RODAR, RODAR

Ele entra no táxi e pede ao motorista que rode.

O taxista o olha desconfiado – tantos assaltos, tantos loucos. Mas, ao mesmo tempo, o passageiro não lhe causa qualquer medo e sua expressão é tão distante e angustiada que o motorista apenas resolve ligar o carro.

O homem então estende uma nota de cinqüenta reais.

“Roda para este dinheiro aí. Mas anda só por lugares bonitos.” – ele pede. Depois complementa – “E não fala nada, por favor.”

“Ligo o rádio?” – pergunta o homem do táxi.

“Melhor não. Se puder. Estou precisando de silêncio.” – responde o passageiro.

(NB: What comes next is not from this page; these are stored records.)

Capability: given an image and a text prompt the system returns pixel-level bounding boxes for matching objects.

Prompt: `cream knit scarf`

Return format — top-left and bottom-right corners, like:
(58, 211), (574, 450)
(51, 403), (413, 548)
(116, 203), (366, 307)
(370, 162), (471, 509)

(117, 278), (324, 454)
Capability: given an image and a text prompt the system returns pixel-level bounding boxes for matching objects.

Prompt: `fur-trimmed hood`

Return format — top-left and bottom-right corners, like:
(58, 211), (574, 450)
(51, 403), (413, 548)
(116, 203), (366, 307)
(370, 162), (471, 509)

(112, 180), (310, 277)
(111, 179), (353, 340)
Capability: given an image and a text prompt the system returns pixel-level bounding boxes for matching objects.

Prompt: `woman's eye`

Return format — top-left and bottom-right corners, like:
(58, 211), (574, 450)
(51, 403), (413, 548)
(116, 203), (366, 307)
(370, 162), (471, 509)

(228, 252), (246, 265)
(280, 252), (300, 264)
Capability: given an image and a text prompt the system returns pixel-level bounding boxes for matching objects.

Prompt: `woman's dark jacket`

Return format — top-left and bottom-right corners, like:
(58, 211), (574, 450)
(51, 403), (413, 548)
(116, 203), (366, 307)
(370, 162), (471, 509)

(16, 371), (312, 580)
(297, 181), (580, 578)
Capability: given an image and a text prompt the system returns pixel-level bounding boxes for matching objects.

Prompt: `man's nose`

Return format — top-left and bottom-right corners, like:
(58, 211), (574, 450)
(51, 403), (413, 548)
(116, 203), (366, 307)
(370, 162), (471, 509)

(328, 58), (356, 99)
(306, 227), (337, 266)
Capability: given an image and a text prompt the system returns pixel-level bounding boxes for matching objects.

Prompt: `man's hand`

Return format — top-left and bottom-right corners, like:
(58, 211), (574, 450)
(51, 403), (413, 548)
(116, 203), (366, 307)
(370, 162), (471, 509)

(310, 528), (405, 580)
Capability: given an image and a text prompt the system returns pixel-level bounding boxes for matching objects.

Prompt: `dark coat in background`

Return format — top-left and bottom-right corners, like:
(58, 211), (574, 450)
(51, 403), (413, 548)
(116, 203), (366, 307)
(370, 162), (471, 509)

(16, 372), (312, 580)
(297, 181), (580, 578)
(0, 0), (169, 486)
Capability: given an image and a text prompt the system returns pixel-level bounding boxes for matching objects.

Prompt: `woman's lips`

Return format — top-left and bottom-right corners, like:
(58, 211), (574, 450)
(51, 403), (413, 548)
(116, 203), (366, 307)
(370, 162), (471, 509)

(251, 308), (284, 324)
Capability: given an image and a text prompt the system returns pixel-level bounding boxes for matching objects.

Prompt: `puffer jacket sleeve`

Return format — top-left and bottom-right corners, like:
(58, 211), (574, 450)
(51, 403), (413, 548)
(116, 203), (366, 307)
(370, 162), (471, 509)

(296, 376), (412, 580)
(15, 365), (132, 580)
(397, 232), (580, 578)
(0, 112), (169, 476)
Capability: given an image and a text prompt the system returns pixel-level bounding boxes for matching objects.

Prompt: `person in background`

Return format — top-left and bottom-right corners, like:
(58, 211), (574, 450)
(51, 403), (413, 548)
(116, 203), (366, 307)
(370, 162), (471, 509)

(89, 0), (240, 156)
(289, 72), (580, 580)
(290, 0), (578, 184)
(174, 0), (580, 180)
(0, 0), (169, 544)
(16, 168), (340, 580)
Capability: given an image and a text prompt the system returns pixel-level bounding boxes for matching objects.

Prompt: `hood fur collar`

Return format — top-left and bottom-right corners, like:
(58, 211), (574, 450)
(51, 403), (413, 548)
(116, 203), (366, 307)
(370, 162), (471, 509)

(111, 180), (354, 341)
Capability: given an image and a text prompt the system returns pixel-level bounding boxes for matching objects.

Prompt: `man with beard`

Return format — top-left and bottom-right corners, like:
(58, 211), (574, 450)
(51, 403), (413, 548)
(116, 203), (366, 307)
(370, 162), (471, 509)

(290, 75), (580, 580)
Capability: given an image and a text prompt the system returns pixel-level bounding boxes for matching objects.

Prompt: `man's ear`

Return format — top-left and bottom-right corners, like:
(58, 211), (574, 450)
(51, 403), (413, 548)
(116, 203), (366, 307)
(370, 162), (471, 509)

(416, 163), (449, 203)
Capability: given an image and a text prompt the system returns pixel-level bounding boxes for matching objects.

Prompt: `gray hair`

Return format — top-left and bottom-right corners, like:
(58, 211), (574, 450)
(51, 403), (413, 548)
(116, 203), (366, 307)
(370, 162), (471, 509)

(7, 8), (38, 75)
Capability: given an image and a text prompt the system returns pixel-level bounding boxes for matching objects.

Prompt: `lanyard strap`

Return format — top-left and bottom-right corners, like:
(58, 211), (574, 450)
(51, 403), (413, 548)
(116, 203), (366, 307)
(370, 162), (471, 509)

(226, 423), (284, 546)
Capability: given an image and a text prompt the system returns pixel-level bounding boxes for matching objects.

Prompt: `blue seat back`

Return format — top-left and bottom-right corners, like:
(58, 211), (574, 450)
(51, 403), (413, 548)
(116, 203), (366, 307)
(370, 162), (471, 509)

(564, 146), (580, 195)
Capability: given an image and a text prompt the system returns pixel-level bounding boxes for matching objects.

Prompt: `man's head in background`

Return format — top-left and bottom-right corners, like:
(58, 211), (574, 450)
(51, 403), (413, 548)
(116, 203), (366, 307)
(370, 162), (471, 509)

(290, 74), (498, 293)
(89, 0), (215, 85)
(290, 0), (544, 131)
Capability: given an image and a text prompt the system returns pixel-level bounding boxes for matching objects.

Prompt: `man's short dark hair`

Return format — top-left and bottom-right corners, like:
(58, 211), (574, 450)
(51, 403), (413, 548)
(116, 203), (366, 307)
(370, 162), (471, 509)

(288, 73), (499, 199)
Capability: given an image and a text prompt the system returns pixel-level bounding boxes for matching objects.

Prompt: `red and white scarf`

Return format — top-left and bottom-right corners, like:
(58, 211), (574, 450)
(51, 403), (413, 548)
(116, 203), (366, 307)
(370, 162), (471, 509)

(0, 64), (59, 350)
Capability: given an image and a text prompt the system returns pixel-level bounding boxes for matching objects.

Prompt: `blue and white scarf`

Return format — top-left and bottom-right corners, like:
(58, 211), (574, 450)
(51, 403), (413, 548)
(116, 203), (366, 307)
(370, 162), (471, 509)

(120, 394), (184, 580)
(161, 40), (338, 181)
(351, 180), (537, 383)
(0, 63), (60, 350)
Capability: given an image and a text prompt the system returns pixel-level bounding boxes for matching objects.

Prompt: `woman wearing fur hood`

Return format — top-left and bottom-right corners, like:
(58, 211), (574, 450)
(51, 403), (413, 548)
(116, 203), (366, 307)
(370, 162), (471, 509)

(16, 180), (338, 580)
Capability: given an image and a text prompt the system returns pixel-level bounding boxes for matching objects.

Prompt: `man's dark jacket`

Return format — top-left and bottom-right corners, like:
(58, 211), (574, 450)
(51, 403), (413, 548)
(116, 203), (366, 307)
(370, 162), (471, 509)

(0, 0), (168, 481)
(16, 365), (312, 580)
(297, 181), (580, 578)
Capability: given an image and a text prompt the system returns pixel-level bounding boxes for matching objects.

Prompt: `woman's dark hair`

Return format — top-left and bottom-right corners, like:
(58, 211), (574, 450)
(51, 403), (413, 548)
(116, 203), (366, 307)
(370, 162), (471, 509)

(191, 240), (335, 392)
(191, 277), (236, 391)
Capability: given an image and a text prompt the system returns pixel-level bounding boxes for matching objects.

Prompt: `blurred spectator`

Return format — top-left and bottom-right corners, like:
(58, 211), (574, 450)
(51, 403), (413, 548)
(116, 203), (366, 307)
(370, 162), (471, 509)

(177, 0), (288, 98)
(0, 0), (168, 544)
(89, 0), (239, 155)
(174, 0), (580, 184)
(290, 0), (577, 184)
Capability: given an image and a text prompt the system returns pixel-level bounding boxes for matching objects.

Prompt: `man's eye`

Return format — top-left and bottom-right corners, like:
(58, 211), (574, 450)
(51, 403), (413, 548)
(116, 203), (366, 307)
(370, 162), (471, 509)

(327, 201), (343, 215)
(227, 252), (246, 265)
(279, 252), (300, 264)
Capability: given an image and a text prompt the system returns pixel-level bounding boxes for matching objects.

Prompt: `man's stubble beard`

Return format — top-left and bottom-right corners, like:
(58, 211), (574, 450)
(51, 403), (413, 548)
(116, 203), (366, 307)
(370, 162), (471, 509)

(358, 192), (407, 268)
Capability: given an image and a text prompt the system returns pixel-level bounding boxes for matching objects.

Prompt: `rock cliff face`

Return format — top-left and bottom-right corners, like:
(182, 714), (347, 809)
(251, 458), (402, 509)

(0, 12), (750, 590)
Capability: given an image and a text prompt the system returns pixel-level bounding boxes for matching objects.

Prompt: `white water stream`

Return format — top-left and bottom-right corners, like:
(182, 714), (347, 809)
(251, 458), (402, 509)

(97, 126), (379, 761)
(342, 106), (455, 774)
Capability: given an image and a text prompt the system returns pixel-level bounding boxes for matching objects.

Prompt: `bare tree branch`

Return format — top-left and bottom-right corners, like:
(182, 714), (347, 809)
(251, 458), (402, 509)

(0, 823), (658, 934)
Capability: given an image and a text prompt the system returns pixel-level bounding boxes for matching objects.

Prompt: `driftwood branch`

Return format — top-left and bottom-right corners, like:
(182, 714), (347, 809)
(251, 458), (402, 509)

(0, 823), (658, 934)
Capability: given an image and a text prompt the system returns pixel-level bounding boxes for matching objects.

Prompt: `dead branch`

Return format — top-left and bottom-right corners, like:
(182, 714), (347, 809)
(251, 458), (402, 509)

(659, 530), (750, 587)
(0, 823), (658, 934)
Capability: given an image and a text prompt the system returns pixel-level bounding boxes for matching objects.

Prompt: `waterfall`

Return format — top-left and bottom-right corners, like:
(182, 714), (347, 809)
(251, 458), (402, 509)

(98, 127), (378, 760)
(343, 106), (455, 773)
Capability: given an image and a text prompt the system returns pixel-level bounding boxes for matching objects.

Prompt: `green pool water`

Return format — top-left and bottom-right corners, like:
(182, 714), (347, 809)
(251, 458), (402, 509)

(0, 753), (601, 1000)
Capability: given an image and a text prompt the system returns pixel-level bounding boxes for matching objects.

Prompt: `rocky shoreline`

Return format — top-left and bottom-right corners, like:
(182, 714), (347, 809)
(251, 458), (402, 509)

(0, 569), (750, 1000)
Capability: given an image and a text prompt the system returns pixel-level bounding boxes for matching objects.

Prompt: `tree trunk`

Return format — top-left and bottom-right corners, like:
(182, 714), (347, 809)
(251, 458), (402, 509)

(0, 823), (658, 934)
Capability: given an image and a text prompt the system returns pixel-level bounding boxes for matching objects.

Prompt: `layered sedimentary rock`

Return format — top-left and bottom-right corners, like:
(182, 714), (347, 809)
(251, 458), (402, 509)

“O senhor precisa de alguma coisa?”

“Não. Só de silêncio. E rodar.”

O táxi então começa a andar, os dois homens escutando apenas o barulho do motor e os barulhos entrantes da cidade. Vez por outra, o motorista olha furtivamente pelo espelho retrovisor, a observar o passageiro. O homem está com o rosto colado à janela, olha para fora como se nada mais houvesse, e em seus olhos o taxista parece perceber certa tristeza funda, dorida, lacrimosa e sem nome. Por que sofrerá o passageiro? – pergunta-se o motorista, um pouco condoído. Será esta angústia um amor impossível, paixão sem retorno, certa notícia ruim, qualquer morte, puro desamparo? Triste isso, pensa o taxista – enquanto o homem segue olhando sem olhar.

De repente, o passageiro pede:

“O senhor pare aqui, por favor, que eu vou descer.”

O motorista se surpreende. Estão em uma área meio distante da cidade, um ermo, zona de alguns campos e belos verdes – por isso viera para cá. Mas não para que o homem descesse neste lugar.

´É longe, meu amigo! Quem sabe eu não lhe deixo mais perto do centro?”

O olhar do homem segue sem palavras:

“Não, pode deixar. É aqui mesmo que eu vou descer.”

E desce. Sai caminhando em direção ao nada, como se não soubesse. Ou como se já soubesse.

Por Deus, pensa o taxista, o que irá fazer este homem?